MICHAEL: 2001: A Space Odyssey

MATT: Babe; The American President; Aliens

NICK: Pulp Fiction; Amadeus; The Godfather; It's a Wonderful Life, Princess Bride; The Wizard of Oz

MATTHEW: Almost Famous (too recent to be

a classic?); Raiders of the Lost Ark

LISA: To Kill A Mockingbird; Ferris Bueller's Day Off

 

10.  A few books that are important to you (and why):

TIM: Galapogus, Kurt Vonnegut (it works like my mind does); Radical Chic, Tom Wolfe (journalism gone wild)

MICHAEL: The Singularity is Near, Ray Kurzweil (It's terrifying and exciting. Kurzweil has been a fairly accurate predictor of the future of humans and technology which fascinates me.)

MATT: Consider the Lobster (loved the McCain and 9/11 essays); The Time Traveler's Wife (identified with the characters so deeply)

NICK: Jitterbug Perfume (Tom Robbins' use of language convinced me in my teens that a book could be funny, titillating, and masterful all at the same time);

Lolita (also for the language. Arguably the best novel in English, and written by a guy for whom it was his second language. Unbelievable.)

MATTHEW: When I Grow Up I Want To Be Me, Sandra Magsamen (read this to your daughter and you'll understand)

LISA: Extremely Loud and Incredibly Close, Jonathan Safran Foer; Upon the Head of a Goat, Aranka Siegel; The History of Love, Nicole Krauss

 

11.  Thing(s) about yourself that you’re most proud of: 

TIM: My curiosity and my job

MICHAEL: I own my own home and don't own a car.

MATT: Dependability

NICK: My marriage and my career

MATTHEW: My kids

LISA: my chutzpah; my forthrightness

 

12.  Thing(s) about yourself that you’re embarrassed by:

TIM: The fact that I am very disorganized.

MICHAEL: I don't read for pleasure.

MATT: tendency to obsess, inability to dance

NICK: My indecisiveness, my occasional shyness and/or mousyness, and that I don't have as much energy as I'd like

MATTHEW: I turn up the volume when I hear a song by Avril Lavigne.
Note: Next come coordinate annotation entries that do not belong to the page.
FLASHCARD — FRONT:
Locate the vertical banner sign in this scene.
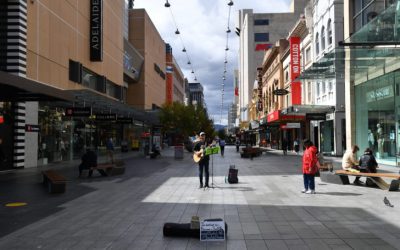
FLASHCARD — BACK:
[166,66,174,104]
[90,0,103,62]
[165,44,174,104]
[290,37,301,105]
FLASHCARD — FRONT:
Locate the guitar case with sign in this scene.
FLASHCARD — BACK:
[163,218,228,238]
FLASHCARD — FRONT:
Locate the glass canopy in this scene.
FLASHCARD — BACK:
[296,1,400,84]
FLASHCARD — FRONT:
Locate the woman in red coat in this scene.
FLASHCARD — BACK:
[301,139,318,194]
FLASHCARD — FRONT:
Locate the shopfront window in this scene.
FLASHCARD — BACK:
[0,102,14,171]
[38,104,72,165]
[355,72,400,165]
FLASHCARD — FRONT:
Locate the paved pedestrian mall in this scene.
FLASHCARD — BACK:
[0,146,400,250]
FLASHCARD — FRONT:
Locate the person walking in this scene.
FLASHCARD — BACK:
[193,132,210,188]
[342,145,364,185]
[219,139,225,156]
[282,138,288,155]
[293,139,300,155]
[301,139,319,194]
[358,148,378,186]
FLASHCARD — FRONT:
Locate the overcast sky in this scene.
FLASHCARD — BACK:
[134,0,290,125]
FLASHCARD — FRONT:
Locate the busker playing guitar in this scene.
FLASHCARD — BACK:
[193,132,210,188]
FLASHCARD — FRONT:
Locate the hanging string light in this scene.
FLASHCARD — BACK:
[164,0,197,82]
[220,0,233,124]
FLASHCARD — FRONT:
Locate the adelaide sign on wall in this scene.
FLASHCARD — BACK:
[90,0,103,61]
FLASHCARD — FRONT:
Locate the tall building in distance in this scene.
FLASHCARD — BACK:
[189,82,205,107]
[236,0,307,125]
[228,103,237,134]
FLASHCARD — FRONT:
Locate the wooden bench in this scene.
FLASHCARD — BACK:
[319,161,333,172]
[240,148,262,158]
[85,161,125,176]
[42,170,67,193]
[335,170,400,191]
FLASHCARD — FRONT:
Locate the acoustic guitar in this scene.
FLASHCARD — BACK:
[193,148,204,163]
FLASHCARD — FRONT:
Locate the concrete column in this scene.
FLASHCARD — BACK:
[24,102,38,168]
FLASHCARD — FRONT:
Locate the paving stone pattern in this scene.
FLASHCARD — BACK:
[0,146,400,250]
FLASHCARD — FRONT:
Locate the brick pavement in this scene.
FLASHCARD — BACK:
[0,146,400,249]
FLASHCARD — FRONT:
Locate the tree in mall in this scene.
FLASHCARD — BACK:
[159,102,214,143]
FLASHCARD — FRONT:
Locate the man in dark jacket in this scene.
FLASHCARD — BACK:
[79,149,107,177]
[358,148,378,173]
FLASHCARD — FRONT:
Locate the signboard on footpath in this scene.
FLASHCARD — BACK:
[200,219,225,241]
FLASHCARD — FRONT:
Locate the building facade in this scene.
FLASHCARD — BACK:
[127,9,166,110]
[188,82,206,108]
[341,0,400,166]
[0,0,159,170]
[236,0,306,125]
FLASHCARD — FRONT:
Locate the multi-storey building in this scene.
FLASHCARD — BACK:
[127,9,166,110]
[189,82,206,108]
[228,103,237,134]
[236,0,306,127]
[0,0,158,170]
[340,0,400,166]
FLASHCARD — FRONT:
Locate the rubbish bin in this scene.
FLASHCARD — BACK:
[175,146,183,159]
[144,145,150,156]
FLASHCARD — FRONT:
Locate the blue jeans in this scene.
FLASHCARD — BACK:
[303,174,315,190]
[199,161,210,186]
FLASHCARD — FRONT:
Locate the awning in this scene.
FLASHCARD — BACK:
[0,71,74,102]
[66,89,159,125]
[267,110,305,125]
[281,105,335,115]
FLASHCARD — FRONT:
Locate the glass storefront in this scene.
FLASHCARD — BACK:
[38,104,75,165]
[38,103,128,165]
[355,72,400,165]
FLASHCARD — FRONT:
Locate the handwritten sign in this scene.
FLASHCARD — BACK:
[200,219,225,241]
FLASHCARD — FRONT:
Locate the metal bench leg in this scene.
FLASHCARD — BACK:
[370,177,389,190]
[389,180,400,191]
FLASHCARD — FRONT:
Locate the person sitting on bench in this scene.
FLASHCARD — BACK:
[358,148,378,186]
[79,149,107,177]
[342,145,364,185]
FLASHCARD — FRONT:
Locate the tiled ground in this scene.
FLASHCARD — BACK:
[0,147,400,250]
LISA: Hmmmmm…there’s not much that embarrasses me…

 

13.  Three things you can’t live without:

TIM: Bach, love, NPR

MICHAEL: My computer, beer, ear plugs.

MATT: schedules, ice cream, Spore

NICK: My wife, my career, and beer

MATTHEW: [Earnest:] My wife (yes, I realize that's only one thing); [Funny, but true:] My truck, sleeping pills, meat.

LISA: my family; music; good food

 

14.  “When I want to get away from it all I…”

TIM: …grab my iPod and go for a long jog.

MICHAEL: …lock the door and play World of Warcraft and/or watch HGTV.

MATT: …play video games.

NICK: …take a trip with my wife, to Thailand, Japan, Puerto Rico, or anywhere that isn't the US.

MATTHEW: …don't check email.

LISA: …shut off my cell phone, stop wearing my watch and go immerse myself in nature. 

 

15.  “People are surprised to find out that I…”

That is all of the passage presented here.